Last Christmas eve saw the worst massacre for stocks in decades — smart traders bought
Steve Chiavarone was rethinking his gift list.
It was the night before Christmas last year, the worst moment of Wall Street’s bleakest holiday season in decades. Staring at another 400-plus-point plunge in the Dow, its fifth in seven days, the Federated Investors fund manager worried he’d been too generous with presents for the kids.
“Market’s going the wrong way and you’re worried. ‘Hey, did I spend too much?”‘ said Chiavarone, whose firm has around US$530 billion in client assets. “The Christmas goose didn’t taste as good that night.”
‘Oh, my God, the market is falling! It doesn’t look like there’s any end to it!
Holidays are supposed to be a time of peace. Last year, they offered a glimpse of the apocalypse. American equities careened toward their worst December since the Depression. Down 1,655 points the week before, the Dow plunged 653 more by the 1 p.m. close Christmas Eve, ruining everyone’s mood.
In the end, it all turned out to be a giant buying opportunity — stocks went straight up when markets reopened. But for people managing money on Christmas 2018, it’s a trauma they won’t soon forget. The S&P 500 slid to its lowest point in 19 months, with US$600 billion in market value erased. The biggest four-day slump in more than three years had just happened and nothing suggested it was over.
“My thought was that I’m glad the market’s closing early today,” said David Sowerby, a portfolio manager at Ancora Advisors. After the day ended, “I did what any self-respecting portfolio manager would do. I went to the gym to work out and relieve some stress.”
Threats were everywhere. You had Donald Trump railing against the Federal Reserve. The government was shut down. Uncertainty over economic growth was rampant. News that the president was privately mulling firing Fed Chairman Jerome Powell sent anxiety swirling. At one point, Treasury Secretary Steve Mnuchin got on the phone with Wall Street banks, checking on their liquidity and infrastructure. It was supposed to restore calm but just made everything worse.

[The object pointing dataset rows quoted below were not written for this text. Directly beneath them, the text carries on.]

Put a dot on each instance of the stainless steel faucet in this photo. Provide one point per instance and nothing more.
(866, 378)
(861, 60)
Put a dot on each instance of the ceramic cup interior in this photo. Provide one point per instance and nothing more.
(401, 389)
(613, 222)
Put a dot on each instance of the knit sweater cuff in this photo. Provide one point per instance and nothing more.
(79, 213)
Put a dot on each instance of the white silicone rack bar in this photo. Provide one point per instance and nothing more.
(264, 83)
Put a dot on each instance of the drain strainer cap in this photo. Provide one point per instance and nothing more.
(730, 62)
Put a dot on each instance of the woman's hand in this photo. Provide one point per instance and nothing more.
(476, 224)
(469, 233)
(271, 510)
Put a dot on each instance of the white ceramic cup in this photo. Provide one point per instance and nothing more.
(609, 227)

For a day. It was tough to see, but stocks were offering some of the best bargains in a decade. The benchmark index has jumped more than 35 per cent from the nadir that day, hitting repeated records along the way. A gauge of fear in the stock market, the Cboe Volatility Index, has gone from 36 a year ago to 12 now.
The market closure was more akin to something of a Christmas miracle
This, in 2019, is what the market is supposed to be like around the holidays. Little news, light trading, small moves and low volume. In the five years prior to 2018’s crash, for instance, the biggest swing in the final trading day before the holiday was a gain of about 0.3 per cent on Christmas Eve 2013.
Last year’s pre-Christmas massacre was business as usual for Michael Matousek, head trader at U.S. Global Investors. “I was in that whole time. I didn’t mind. I basically viewed it as being paid to not go to my in-laws,” he said by phone from his San Antonio office. “A lot of the traders we were dealing with were screaming, ‘Oh, my God, the market is falling! It doesn’t look like there’s any end to it!’”
The holiday may have contributed to the volatility, he said, with lower liquidity making for bigger swings. Many desks likely weren’t fully staffed; senior traders were on vacation. In their absence, “there will be a lot of junior traders there, who may not be able to initiate a stance on a position, depending on the rules of their firm,” said Matousek. “A junior trader can’t decide, ‘This is a short-term bottom,’ and start accumulating.”
There’s only a few days out of the year where there’s really some significant opportunities and that was definitely one of the best ones of the year, even though I wouldn’t wish it on my worst enemy
David Joy, chief market strategist at Ameriprise Financial, recalled that Christmas Eve “had the look and feel of panic selling, based more on fear rather than any change in fundamentals or outlook.” With that backdrop, the market closure was more akin to something of a Christmas miracle.
“Christmas itself gave the market opportunity to take a breather and a second look at things,” he said. The day off “came at a very opportune time.”
As bad as Christmas Eve was for Wall Street, the day after bred relief. Trump called equities bargains in an Oval Office press conference and the S&P 500 spiked near 5 per cent on Dec. 26, its single best session since March 2009. Joy was among the buyers when the market reopened, purchasing an exchange-traded fund that tracks the Nasdaq 100 and selling it a few months later for a small gain.
Bryce Doty at Sit Investment Associates also presciently saw the bloodbath as a buying opportunity.
“Whether I was in the office or not I was working — these are the times that matter,” said the firm’s senior vice president. “There’s only a few days out of the year where there’s really some significant opportunities and that was definitely one of the best ones of the year, even though I wouldn’t wish it on my worst enemy.”